Clinical characteristics of the 20 patients studied are indicated in Table 1. The median age was 59 years and ranged from 44 to 79 years. Response to chemotherapy was observed in 6 patients. CR was achieved in 1 patient and PR was achieved in 5 patients. SD remained in 5 patients and PD occurred in 9 patients (Table 1). The median survival duration for all patients was 17 months and ranged from 4 to 81 months. The median TS mRNA level for all patients was 13 and ranged from 4 to 32. Survival duration of patients with TS mRNA levels above and below the median is plotted by the Kaplan and Meier method in Figure 1.
Table 1. Clinical characteristics of CRC patients with nonresectable liver metastases.
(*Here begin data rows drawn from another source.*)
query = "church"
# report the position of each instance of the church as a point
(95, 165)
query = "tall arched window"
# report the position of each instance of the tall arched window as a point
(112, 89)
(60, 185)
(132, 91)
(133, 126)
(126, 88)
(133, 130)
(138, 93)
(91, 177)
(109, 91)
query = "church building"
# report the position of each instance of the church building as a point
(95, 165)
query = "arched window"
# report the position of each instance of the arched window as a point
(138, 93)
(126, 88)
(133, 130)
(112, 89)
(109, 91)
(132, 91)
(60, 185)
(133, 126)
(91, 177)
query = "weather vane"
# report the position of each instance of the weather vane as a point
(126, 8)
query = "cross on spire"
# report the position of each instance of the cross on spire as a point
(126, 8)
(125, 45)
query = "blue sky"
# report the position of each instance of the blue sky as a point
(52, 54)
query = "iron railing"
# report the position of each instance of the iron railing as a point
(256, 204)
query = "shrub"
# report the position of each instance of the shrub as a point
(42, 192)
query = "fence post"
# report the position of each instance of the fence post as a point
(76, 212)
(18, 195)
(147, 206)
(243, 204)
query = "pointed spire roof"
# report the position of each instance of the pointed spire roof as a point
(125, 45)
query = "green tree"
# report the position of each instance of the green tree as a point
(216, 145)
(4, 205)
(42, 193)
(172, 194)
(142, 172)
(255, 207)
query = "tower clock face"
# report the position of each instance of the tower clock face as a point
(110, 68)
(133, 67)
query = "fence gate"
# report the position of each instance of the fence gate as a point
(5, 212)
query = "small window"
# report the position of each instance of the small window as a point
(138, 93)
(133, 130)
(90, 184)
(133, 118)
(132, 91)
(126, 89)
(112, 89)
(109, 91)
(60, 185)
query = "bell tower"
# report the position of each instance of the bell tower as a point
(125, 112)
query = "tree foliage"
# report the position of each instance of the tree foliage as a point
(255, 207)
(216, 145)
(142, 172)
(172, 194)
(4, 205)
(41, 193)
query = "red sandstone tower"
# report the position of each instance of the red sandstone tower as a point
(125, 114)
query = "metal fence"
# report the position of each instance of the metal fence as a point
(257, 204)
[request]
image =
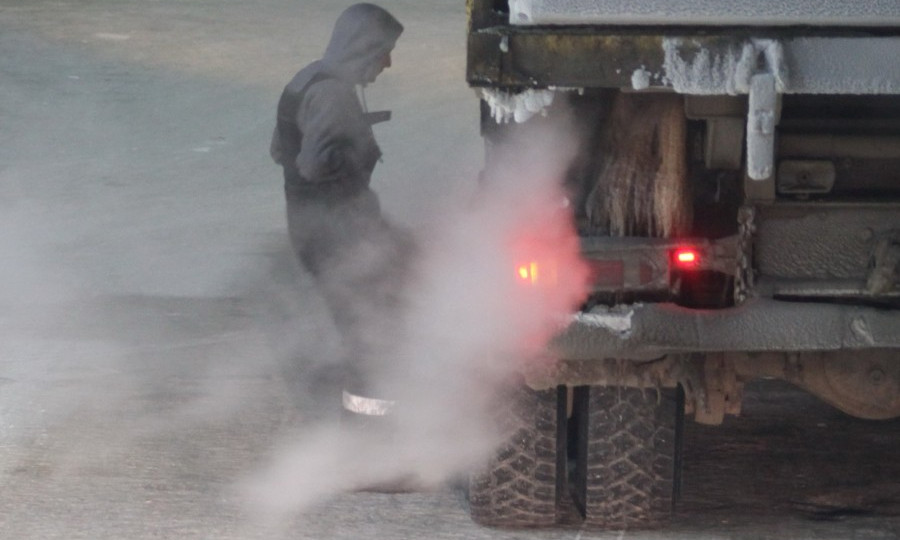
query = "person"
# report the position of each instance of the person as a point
(324, 141)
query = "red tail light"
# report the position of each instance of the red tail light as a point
(538, 273)
(686, 258)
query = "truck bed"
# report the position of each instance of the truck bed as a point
(862, 13)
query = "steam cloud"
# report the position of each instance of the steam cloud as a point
(469, 324)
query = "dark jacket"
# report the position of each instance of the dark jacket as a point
(322, 138)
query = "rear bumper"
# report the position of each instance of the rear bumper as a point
(646, 331)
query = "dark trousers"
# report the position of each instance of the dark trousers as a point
(359, 263)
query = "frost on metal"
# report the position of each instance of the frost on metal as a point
(640, 79)
(506, 106)
(692, 69)
(616, 320)
(707, 12)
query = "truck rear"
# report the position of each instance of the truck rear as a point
(737, 194)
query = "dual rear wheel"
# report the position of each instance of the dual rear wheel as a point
(614, 458)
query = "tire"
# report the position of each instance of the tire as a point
(521, 484)
(626, 456)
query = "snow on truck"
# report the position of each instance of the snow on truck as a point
(737, 195)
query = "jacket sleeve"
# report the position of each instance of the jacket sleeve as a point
(338, 144)
(275, 148)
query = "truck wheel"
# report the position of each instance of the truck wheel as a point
(626, 456)
(521, 484)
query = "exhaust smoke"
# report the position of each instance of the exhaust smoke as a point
(469, 323)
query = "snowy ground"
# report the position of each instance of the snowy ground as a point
(148, 296)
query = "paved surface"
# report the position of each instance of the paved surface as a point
(152, 321)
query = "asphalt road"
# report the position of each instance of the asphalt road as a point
(153, 326)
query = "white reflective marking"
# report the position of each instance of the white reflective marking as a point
(367, 406)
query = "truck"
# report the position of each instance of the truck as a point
(736, 192)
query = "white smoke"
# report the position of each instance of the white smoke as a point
(470, 323)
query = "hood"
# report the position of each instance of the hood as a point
(362, 35)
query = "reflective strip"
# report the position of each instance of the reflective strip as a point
(367, 406)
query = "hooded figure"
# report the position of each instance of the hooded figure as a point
(323, 140)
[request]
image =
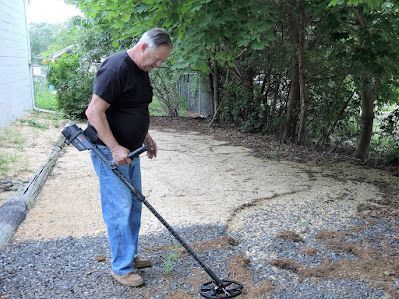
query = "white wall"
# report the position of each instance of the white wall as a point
(15, 74)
Figure 1. Survival probability of 20 patients with colorectal liver metastasis by TS mRNA levels. Solid line, TS mRNA ≤ 13; broken line, TS mRNA > 13
Median survival duration of patients with a TS mRNA level below the median was 18 months and ranged from 4 to 81 months. Median survival duration of patients with a TS mRNA level above the median was 15 months and ranged from 5 to 34 months. The difference in survival duration between patients with TS mRNA levels above and below the median was not statistically significant. However, a statistically significant difference in frequency of clinical response was observed between patients with a TS mRNA level above and below the median (Table 2). Clinical response was achieved in 40% of patients with a TS mRNA level below the median, but in only 20% of patients with a TS mRNA level above the median (p = 0.01).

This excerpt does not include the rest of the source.